The status of handling the announcement procedures of mergers, divisions, capital reductions, etc., which should be announced in accordance with relevant laws and regulations, shall be explained when handling the filing of changes.
(Where the above-mentioned changes involve the resolution of the highest authority, the time when the highest authority of the foreign-invested enterprise makes a resolution shall be taken as the time when the change occurs; if the laws and regulations require additional conditions for the change of the foreign-invested enterprise to go into effect, the time when requirements are met should be taken as the time when the change occurs.)
(For the specific matters and procedures for the establishment and change of foreign-invested enterprises, please see the “Others” category on Guangdong Provincial Government Service Website for guidance on the establishment and change of the foreign-invested enterprises that are not involved in the special management measures for the admission of foreign investment.)
◆ Establishment and change of foreign-invested enterprises involved in the implementation of special management measures that are adopted for the admission of foreign investment
Where special management measures involving foreign investment access are involved, the following provisions shall apply:
1. The approval items with a total investment of 1 billion US dollars (including 1 billion US dollars, hereinafter referred to as the limit) shall be examined and managed by the local competent department of commerce and the state-level economic and technological development zone at the prefecture level in Guangdong Province.
Among them, the limits of a company limited by shares with foreign investment are calculated according to the registered capital, and the limit of foreign-invested limited company changing to a company limited by shares with foreign investment is based on the estimated net asset value. The limit for foreign investors to acquire domestic enterprises is based on the amount of M&A transactions.

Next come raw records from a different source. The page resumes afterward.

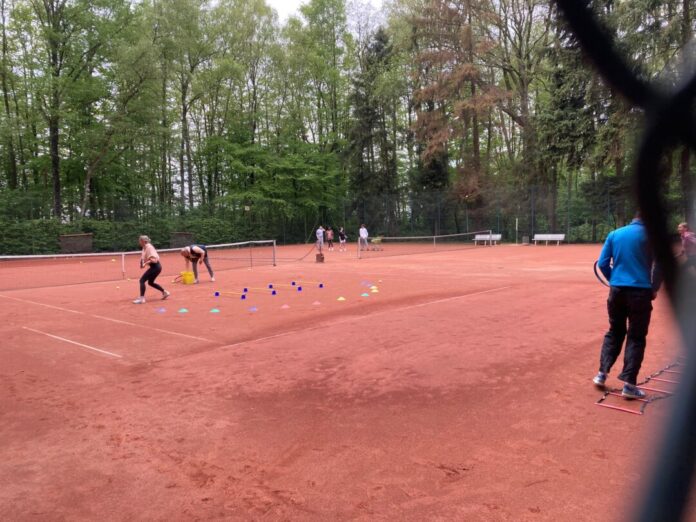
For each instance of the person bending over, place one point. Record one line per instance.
(195, 254)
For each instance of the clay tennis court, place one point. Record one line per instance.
(459, 390)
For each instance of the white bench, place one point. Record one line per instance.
(549, 237)
(487, 238)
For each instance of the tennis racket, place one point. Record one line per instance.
(600, 276)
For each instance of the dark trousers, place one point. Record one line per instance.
(633, 306)
(149, 276)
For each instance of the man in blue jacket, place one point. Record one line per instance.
(626, 261)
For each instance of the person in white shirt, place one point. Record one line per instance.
(320, 238)
(363, 237)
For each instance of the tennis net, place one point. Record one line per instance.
(37, 271)
(404, 245)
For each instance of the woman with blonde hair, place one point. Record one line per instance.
(149, 258)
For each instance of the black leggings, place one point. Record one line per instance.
(149, 276)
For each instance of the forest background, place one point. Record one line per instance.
(122, 117)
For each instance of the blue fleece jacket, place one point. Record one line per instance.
(626, 258)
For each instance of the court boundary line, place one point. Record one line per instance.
(88, 347)
(353, 318)
(110, 319)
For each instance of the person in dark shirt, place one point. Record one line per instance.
(194, 254)
(627, 263)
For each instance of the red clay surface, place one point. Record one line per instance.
(460, 390)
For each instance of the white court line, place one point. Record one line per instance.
(357, 318)
(109, 319)
(74, 342)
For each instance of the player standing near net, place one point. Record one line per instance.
(626, 261)
(688, 245)
(320, 238)
(342, 240)
(362, 239)
(195, 254)
(150, 259)
(329, 239)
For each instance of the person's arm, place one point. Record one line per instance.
(604, 262)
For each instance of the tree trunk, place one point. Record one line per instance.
(12, 160)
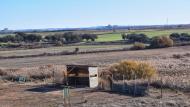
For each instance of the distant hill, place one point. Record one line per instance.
(109, 27)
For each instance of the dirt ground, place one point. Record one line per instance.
(30, 95)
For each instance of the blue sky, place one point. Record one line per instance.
(27, 14)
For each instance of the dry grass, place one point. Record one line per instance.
(35, 73)
(132, 70)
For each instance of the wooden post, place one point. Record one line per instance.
(123, 83)
(161, 88)
(135, 86)
(66, 96)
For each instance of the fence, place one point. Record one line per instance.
(141, 87)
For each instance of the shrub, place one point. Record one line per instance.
(124, 36)
(138, 46)
(71, 37)
(180, 37)
(136, 37)
(161, 42)
(88, 37)
(132, 70)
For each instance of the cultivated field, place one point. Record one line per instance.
(172, 64)
(174, 70)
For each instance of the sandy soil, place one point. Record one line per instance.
(16, 95)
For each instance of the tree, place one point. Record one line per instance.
(136, 37)
(161, 42)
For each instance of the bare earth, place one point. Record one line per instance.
(16, 95)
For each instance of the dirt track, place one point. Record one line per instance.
(16, 95)
(95, 59)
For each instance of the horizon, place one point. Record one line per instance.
(44, 14)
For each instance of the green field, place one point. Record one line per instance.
(150, 33)
(109, 37)
(84, 48)
(106, 36)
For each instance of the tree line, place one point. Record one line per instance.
(68, 37)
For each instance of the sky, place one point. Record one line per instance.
(37, 14)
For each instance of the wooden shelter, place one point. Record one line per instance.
(82, 76)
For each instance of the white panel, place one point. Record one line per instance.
(93, 77)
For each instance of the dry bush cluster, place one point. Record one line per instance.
(161, 42)
(138, 46)
(132, 70)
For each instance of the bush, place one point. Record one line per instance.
(180, 37)
(136, 37)
(71, 37)
(161, 42)
(138, 46)
(88, 37)
(132, 70)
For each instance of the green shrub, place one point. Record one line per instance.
(136, 37)
(161, 42)
(138, 46)
(132, 70)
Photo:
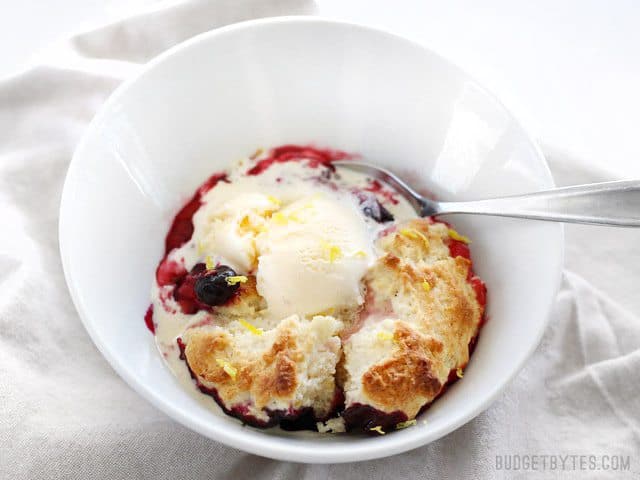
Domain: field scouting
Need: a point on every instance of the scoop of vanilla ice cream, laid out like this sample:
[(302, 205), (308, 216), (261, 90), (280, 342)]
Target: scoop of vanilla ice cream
[(229, 222), (312, 256)]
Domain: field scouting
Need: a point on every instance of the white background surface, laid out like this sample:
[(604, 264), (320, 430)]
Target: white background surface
[(570, 70)]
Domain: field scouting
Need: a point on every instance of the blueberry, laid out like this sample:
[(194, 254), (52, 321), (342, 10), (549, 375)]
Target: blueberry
[(372, 208), (212, 288)]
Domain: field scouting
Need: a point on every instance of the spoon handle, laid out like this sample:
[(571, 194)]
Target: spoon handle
[(609, 203)]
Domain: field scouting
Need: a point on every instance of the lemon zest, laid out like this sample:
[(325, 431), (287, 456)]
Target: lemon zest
[(331, 252), (456, 236), (408, 423), (236, 279), (385, 336), (414, 234), (227, 367), (324, 313), (251, 328)]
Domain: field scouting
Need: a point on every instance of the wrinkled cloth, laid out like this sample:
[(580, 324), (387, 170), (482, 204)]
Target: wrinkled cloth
[(66, 414)]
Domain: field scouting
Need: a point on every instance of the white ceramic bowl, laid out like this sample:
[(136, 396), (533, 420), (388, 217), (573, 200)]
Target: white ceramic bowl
[(218, 97)]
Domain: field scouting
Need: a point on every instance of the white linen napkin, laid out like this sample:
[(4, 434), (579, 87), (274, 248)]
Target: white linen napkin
[(64, 413)]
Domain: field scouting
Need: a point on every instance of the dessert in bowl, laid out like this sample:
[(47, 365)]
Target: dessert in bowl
[(212, 101), (302, 296)]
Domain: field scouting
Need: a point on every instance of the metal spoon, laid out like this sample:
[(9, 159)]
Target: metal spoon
[(608, 203)]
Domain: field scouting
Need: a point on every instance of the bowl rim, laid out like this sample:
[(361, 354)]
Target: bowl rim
[(304, 450)]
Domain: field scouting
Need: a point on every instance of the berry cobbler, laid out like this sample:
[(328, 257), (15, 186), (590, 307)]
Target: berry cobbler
[(297, 295)]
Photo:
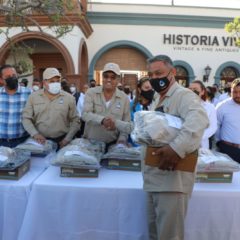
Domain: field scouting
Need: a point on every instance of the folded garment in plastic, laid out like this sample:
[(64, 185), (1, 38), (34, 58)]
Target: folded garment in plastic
[(16, 158), (89, 144), (6, 154), (155, 128), (73, 155), (121, 157), (212, 161), (36, 148), (120, 151)]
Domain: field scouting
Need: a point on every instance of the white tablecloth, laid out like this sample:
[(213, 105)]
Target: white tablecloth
[(112, 207), (13, 200)]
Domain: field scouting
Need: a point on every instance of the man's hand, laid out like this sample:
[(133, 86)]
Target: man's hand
[(39, 138), (63, 143), (168, 158), (109, 123)]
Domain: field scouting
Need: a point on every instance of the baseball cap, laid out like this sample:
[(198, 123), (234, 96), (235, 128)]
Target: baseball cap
[(50, 73), (113, 67), (163, 58), (236, 82)]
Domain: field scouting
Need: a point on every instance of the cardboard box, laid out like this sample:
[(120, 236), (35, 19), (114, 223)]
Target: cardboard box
[(214, 177), (67, 171), (186, 164), (16, 172), (122, 164)]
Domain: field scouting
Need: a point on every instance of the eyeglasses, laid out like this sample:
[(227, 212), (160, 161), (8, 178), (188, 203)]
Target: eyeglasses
[(109, 76)]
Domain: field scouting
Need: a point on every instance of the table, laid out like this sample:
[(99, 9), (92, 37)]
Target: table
[(109, 207), (13, 200), (113, 207)]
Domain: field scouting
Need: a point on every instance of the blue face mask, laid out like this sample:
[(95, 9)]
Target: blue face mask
[(160, 84)]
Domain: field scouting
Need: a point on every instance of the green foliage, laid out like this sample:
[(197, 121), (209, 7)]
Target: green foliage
[(19, 13), (234, 29)]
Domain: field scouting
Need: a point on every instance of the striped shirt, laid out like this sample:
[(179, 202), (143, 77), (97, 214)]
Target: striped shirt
[(11, 107)]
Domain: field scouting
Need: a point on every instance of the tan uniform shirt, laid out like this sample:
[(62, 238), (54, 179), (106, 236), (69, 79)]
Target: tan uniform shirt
[(51, 118), (95, 110), (183, 103)]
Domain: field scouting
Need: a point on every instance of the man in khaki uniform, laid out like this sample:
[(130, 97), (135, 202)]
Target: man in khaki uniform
[(167, 189), (51, 113), (106, 110)]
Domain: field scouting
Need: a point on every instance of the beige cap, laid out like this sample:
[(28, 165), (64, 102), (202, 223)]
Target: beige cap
[(113, 67), (50, 73)]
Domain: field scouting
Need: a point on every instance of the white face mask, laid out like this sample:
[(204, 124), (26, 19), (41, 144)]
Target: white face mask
[(72, 89), (54, 88), (35, 88)]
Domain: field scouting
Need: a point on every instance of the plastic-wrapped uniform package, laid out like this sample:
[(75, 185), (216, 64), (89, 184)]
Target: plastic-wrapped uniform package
[(212, 161), (36, 148), (155, 128)]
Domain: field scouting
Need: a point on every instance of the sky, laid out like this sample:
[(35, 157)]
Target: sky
[(202, 3)]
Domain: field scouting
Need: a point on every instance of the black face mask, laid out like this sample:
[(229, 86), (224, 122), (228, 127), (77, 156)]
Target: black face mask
[(12, 83), (160, 84), (147, 94), (227, 89), (126, 90), (195, 91)]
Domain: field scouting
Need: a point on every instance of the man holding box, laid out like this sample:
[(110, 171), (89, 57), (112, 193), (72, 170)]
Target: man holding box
[(168, 189)]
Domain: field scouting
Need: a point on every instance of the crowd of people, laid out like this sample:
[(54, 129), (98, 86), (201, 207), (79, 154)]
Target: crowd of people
[(54, 109)]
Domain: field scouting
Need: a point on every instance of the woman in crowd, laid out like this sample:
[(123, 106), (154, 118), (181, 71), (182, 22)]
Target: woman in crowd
[(199, 88), (144, 96)]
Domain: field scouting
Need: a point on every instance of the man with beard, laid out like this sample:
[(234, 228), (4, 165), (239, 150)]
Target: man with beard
[(228, 118), (13, 98), (168, 189)]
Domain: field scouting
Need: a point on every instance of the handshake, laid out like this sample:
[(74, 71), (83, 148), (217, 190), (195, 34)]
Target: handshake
[(109, 123)]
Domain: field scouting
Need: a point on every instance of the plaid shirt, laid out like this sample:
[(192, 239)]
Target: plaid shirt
[(11, 107)]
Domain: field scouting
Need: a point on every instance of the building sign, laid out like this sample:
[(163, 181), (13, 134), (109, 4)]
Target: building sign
[(189, 42)]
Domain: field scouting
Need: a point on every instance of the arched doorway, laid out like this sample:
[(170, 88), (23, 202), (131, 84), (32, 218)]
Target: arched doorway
[(47, 52), (130, 56)]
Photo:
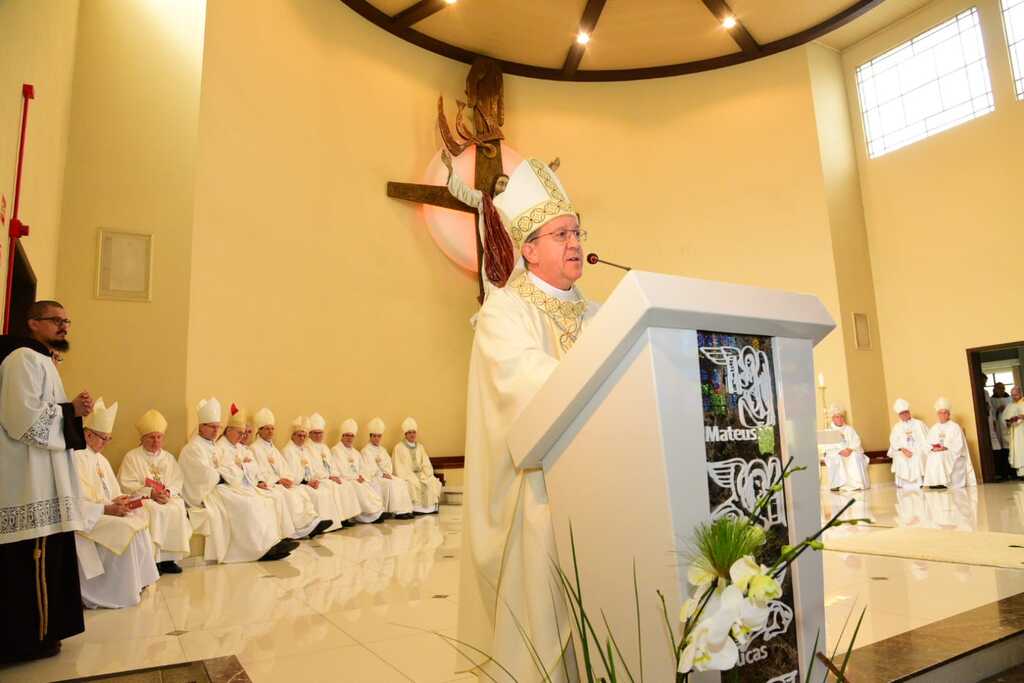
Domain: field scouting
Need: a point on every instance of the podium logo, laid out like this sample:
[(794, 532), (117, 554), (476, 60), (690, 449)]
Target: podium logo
[(748, 376), (714, 433)]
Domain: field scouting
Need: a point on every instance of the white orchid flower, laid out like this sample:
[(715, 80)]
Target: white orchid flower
[(754, 581), (750, 616), (709, 646)]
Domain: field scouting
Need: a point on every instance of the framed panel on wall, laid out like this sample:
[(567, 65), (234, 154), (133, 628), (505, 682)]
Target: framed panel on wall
[(124, 264)]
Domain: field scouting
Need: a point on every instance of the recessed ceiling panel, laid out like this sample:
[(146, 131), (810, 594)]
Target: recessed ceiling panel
[(650, 33), (531, 32)]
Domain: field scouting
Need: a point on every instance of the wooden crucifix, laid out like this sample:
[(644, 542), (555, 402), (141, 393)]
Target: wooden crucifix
[(484, 98)]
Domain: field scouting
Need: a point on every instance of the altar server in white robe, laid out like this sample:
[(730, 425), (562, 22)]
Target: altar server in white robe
[(238, 457), (115, 551), (348, 462), (274, 472), (522, 332), (845, 461), (40, 428), (413, 465), (948, 463), (1013, 418), (154, 473), (240, 526), (379, 470), (908, 447), (301, 463), (329, 473)]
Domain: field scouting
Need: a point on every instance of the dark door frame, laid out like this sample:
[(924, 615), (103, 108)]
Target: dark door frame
[(985, 457), (23, 294)]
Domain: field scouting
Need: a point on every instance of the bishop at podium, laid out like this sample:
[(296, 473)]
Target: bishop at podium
[(509, 592)]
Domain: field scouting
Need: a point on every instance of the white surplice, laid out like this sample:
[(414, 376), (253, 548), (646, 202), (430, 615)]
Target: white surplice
[(349, 463), (300, 462), (522, 332), (115, 554), (952, 467), (911, 435), (412, 464), (39, 488), (1015, 435), (847, 472), (169, 523), (240, 525), (394, 492), (271, 469), (325, 468)]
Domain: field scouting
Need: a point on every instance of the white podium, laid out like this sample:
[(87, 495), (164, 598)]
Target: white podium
[(656, 421)]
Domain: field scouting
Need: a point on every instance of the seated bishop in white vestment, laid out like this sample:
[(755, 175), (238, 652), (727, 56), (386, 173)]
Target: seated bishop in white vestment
[(507, 589), (301, 462), (274, 472), (154, 473), (412, 464), (348, 461), (326, 469), (845, 461), (948, 464), (379, 470), (239, 525), (115, 551), (908, 447)]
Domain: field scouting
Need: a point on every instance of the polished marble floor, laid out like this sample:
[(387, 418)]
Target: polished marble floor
[(359, 604)]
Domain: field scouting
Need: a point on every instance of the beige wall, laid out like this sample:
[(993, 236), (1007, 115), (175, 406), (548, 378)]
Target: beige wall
[(130, 167), (943, 220), (311, 290), (37, 46), (849, 241)]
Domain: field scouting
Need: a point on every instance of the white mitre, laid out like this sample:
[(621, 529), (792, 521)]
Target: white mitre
[(534, 196), (152, 421), (263, 418), (102, 417), (208, 411)]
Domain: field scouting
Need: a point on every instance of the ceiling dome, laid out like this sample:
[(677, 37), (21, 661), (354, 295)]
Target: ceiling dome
[(609, 40)]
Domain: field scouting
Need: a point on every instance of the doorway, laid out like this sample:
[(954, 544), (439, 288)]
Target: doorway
[(23, 292), (994, 371)]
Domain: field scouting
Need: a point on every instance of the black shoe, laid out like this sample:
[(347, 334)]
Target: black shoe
[(272, 555), (322, 526)]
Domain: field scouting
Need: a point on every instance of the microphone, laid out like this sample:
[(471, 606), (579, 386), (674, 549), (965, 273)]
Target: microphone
[(593, 258)]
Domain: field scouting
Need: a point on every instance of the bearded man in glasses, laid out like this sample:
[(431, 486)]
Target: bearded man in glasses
[(40, 429), (522, 331)]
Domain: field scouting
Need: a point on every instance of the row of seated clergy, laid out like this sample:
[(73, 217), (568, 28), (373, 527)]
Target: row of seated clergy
[(121, 542), (936, 458), (247, 494)]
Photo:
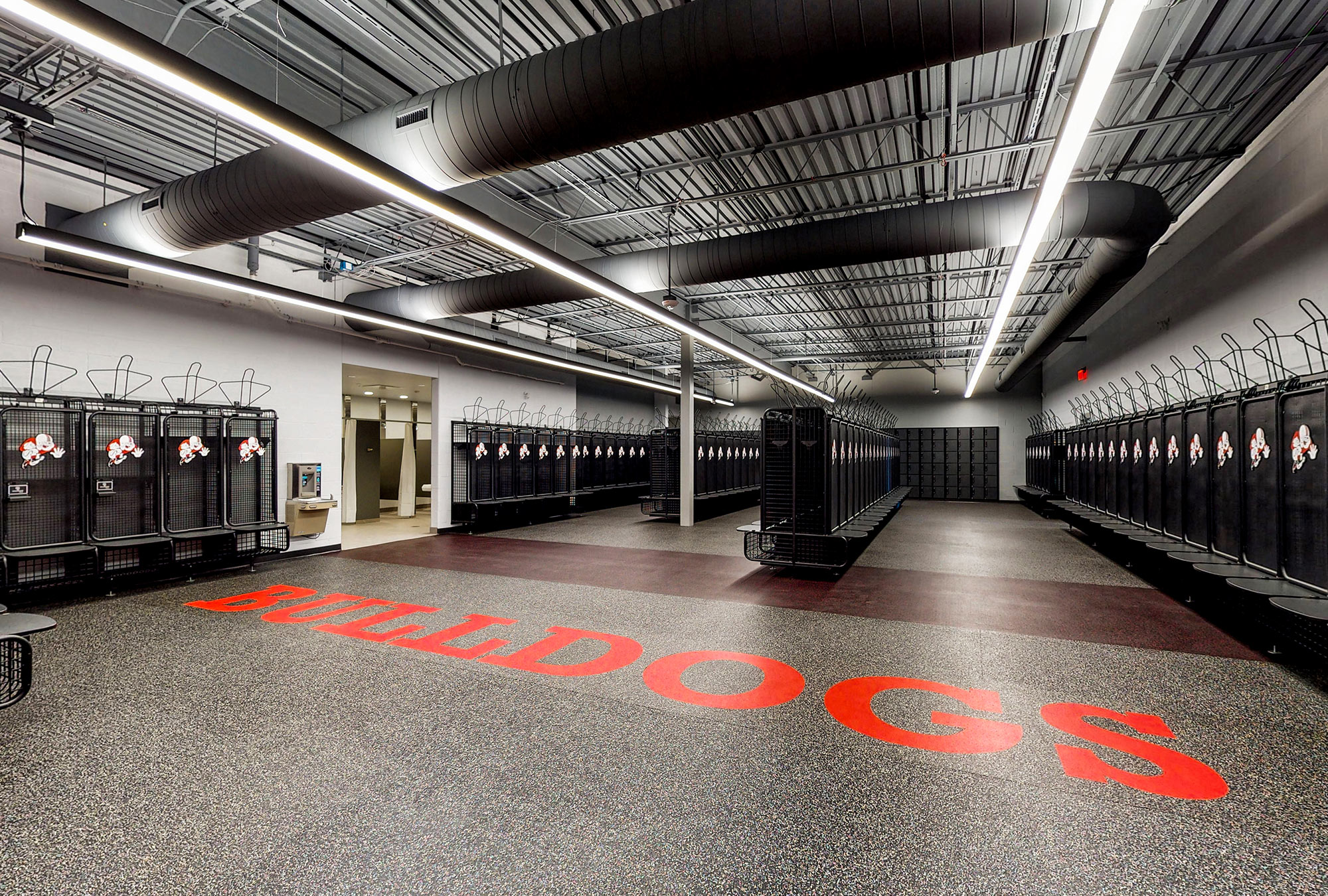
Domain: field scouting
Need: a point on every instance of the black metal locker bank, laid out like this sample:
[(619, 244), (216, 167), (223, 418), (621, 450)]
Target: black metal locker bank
[(952, 463)]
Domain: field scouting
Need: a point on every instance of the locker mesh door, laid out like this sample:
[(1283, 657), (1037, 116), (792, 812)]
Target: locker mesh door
[(480, 460), (43, 475), (1139, 472), (1173, 475), (193, 492), (1305, 489), (1199, 476), (1225, 492), (562, 463), (1260, 490), (544, 463), (123, 475), (505, 464), (1152, 464), (250, 471), (524, 453)]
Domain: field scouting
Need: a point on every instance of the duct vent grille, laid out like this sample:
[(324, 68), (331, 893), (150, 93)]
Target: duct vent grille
[(414, 117)]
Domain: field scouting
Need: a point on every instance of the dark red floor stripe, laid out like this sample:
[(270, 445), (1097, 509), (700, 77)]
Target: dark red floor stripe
[(1080, 613)]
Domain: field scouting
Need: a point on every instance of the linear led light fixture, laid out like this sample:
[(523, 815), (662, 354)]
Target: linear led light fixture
[(180, 270), (1104, 56), (125, 47)]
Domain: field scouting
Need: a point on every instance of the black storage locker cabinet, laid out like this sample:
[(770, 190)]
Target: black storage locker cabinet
[(42, 525), (124, 506), (952, 463), (193, 486), (252, 485)]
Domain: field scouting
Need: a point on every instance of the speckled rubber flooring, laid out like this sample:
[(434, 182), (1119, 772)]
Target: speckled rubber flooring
[(175, 749), (970, 538)]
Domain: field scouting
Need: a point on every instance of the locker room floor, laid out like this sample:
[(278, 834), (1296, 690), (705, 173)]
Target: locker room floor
[(177, 749)]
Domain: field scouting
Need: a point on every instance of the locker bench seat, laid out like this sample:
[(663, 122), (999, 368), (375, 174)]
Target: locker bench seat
[(17, 654)]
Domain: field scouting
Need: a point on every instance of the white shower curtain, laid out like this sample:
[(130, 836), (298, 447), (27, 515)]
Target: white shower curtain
[(349, 484), (406, 488)]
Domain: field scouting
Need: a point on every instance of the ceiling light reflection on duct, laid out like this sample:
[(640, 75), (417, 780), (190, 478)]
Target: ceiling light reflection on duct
[(1110, 42), (168, 267), (331, 151)]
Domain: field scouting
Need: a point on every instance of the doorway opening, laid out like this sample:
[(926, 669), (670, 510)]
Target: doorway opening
[(387, 456)]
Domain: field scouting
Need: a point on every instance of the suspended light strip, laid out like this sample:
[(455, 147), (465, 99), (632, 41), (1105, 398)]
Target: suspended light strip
[(110, 40), (1104, 58), (180, 270)]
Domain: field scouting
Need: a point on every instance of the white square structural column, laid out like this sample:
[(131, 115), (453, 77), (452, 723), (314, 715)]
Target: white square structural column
[(687, 435)]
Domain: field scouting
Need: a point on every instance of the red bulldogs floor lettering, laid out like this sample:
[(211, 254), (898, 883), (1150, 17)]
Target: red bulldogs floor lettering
[(849, 703)]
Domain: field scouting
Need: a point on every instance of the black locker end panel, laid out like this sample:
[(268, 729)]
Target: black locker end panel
[(1197, 457), (1305, 488), (1173, 475), (1228, 461), (1152, 464), (1260, 488)]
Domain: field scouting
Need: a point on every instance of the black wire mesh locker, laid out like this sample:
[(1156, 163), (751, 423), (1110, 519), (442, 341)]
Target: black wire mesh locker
[(1305, 488), (724, 463), (250, 471), (124, 452), (252, 484), (192, 467), (525, 459), (44, 477), (952, 463)]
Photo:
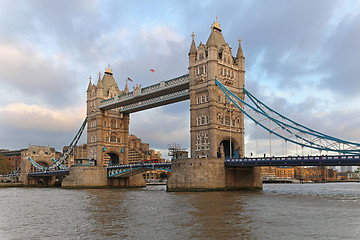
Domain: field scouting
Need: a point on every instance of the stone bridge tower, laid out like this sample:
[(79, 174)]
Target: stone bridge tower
[(217, 126), (107, 130)]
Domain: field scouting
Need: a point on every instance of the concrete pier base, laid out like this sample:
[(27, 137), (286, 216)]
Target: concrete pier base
[(209, 174), (129, 182), (86, 177), (96, 177), (44, 181)]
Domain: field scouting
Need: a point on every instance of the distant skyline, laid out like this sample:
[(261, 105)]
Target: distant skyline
[(301, 58)]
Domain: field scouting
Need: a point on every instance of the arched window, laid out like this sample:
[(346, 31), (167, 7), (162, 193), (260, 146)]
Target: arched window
[(203, 120)]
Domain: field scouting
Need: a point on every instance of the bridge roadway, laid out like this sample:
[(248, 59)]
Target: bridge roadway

2. The following changes to a foreign-invested enterprise exceeding the limit shall be approved by the Ministry of Commerce:
(1) The amount of single capital increase exceeds 1 billion US dollars;
(2) The increased business scope involves special management measures that are adopted for the admission of foreign investment;
(3) Changes in the equity transferred by the controlling party (including absolute holding and relative holding) to the foreign party;
(4) Mergers and divisions by a foreign-invested enterprise that would result in exceeding the limit after the completion of the merger and division.
In addition, if a foreign-invested enterprise below the limit exceeds the limit after a single capital increase, the application shall be approved by the Ministry of Commerce.
3. Except as provided in Article 2, other changes to foreign-invested enterprises that exceed the limit shall be approved and managed by the commercial department above prefecture level and the state-level economic and technological development zone.